Proof of $x*0=0$ is invalid?

Question

My professor told me today that while my logic was good and all my steps after the assumption were correct, my argument was invalid because I was assuming what I want to prove. I don't see how. Neither do any of my peers. If someone could explain it to me, I would be greatly appreciative.

Using the axioms of ring theory, prove $b*0 = 0$.

First, I proved that 0*1 = 0. Then I did the following.

$Proof$: Suppose $a*b=a $ for all $b \in \mathbb{R}$. (This is where he said I made the error)

By Additive Identity we have $(a+0)*b = a$.

By Distribitive Property we have $a*b + 0*b = a$.

By assumption, $a*b = a$, so we have $a+ 0*b = a$.

So $(-a)+a+0*b = (-a)+a$. By Associativity, we have $(-a+a)+0*b = (-a+a)$.

Then, $0+0*b = 0$ by Additive Inverses.

So $0*b = 0$ by Additive Identity.

By Commutativity of Multiplication, $0*b = b*0$, so $b*0 = 0$.

As I have been taught, we are allowed to make a basic assumption when writing proofs and then see what follows. What I have done is prove the following statement.

If $a*b =a$, $\forall b \in \mathbb{R} $, then $a=0$.
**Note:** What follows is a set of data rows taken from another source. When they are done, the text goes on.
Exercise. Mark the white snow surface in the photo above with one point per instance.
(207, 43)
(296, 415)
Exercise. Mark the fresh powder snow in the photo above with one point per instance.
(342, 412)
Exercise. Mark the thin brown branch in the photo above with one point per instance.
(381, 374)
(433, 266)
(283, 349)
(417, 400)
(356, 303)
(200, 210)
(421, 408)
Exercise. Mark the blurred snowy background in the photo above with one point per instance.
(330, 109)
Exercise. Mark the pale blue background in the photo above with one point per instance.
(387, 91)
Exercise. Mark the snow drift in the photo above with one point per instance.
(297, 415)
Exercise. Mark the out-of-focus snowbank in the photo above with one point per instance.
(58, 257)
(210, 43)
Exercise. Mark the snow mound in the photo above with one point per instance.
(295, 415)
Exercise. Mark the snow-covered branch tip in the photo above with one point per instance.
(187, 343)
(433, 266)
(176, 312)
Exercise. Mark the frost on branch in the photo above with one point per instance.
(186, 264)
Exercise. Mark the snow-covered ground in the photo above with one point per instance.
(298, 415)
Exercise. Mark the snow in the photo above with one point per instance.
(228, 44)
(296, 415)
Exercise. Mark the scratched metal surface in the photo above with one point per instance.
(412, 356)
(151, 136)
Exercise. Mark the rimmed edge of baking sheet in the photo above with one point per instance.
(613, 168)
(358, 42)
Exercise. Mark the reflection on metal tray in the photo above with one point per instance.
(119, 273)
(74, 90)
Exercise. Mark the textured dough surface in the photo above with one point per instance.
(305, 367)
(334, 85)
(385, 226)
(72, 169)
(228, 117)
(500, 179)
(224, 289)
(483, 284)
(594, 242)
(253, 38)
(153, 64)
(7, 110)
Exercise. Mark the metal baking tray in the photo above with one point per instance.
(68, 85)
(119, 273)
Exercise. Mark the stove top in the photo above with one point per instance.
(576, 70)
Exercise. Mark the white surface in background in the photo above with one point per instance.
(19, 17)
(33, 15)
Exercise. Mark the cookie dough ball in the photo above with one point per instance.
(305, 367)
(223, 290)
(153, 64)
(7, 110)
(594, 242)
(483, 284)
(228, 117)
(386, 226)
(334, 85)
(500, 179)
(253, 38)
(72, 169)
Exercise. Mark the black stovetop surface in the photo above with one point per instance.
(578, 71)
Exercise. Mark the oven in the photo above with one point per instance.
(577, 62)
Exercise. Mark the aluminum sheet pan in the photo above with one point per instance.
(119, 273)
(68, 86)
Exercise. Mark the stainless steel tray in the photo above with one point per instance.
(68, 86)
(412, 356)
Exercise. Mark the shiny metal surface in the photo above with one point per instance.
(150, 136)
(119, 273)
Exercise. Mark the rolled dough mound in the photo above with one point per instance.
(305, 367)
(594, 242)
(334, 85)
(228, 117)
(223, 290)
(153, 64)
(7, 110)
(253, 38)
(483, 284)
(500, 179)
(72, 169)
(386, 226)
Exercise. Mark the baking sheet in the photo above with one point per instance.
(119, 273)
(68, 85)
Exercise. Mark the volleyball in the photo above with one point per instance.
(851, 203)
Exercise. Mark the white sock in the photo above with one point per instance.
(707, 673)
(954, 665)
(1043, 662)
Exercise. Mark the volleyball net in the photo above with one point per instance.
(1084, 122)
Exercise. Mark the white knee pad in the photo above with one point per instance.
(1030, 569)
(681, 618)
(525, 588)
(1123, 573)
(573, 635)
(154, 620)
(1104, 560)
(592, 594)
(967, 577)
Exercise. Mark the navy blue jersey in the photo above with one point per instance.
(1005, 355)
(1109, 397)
I don't see how this is different than the hint we were given: If $a+b=a,$ then $b=0.$ In both cases, we are allowed to assume the if statement is true and then show that the result follows. After talking to a lot of my peers, we are all of the same mind. I think we would all benefit from a discussion as to why we cannot do this.

Answer 1

You didn't show the asked property, all you've said is if there is an element "a" with such property then this element must be zero.

Here is a simple proof of it in terms of basic ring properties:

$$b\cdot 0 = b(0 + 0)= b\cdot 0 + b\cdot 0$$ $$\implies -(b\cdot 0) + b\cdot 0 = (-(b\cdot 0) + b\cdot 0) + b\cdot 0$$ $$\implies 0 = 0 + b\cdot 0= b\cdot 0$$ $$\implies 0=b \cdot 0$$

Answer 2

$b*0=b*(1-1)=b*1-b*1=b-b=0$

Long: Let $b \in \mathbb R$. Consider $b*0$. By additive identity, and inverses, we have that $0=1 + (-1)=1-1$. By distribution, we have that $b*0=b*1-b*1$ This of course simplifies to $b-b$ and by the additive inverse property, $b-b=0$ forgive me if I'm assuming anything that your prof wouldn't allow, but I'm pretty sure I appealed only to axioms and definitions.

Answer 3

You got already two good answers, so I will concentrate on your statement:

As I have been taught, we are allowed to make a basic assumption when writing proofs and then see what follows.

A split second after I read this, I burst into laughter (pardon me), because I imagined the following surreal scene:

The prof. says: Ok you have to prove that the axioms imply the conclusion ($A \implies C$), but since you are all new to this game of proving, I will allow you to add one extra statement of your choice, to help you find the proof. But just one, and make sure it is not too outrageous.

:-)

Now I am sure your prof. did not say or mean that. So perhaps there was a miscommunication somewhere. Anyway it appears that you were not given some rudiments of proof theory, so let me show you what you did and why it was not correct.

Let's say that you are given the task to prove $A \implies C$ (the axioms imply the conclusion) and in the course of the proof you add - ie you assume - some auxiliary statements (Aux). Then you impeccably proceed with your proof and show that $C$ is true. Now what have you done? Have you really proved that $A \implies C$? No! What you have proved is simply $(A \& Aux) \implies C$. This reads: if A is true and Aux is true, then C is true. This is exactly what you did.

Another, logically equivalent, way to describe what you did is that you proved $A \implies (Aux \implies C)$ which reads: if A is true then, if Aux is also true then C is true.

As you see this theorem is much weaker than the one you were given to prove originally.

Now the question is: can we salvage (that is reinforce) a proof that assumes Aux, so that we can correctly say that we proved $A \implies C$? Yes, if we can prove that $A \implies Aux$. In this way we have shown that Aux is not an extravagant claim, but that it is simply a consequence of the axioms A. In your case Aux is $a*b=a$ is very close to C ($b*0=0$) so proving $A \implies Aux$ is probably as tough as proving $A \implies C$ and not worth the effort. So in your case this strategy is not useful.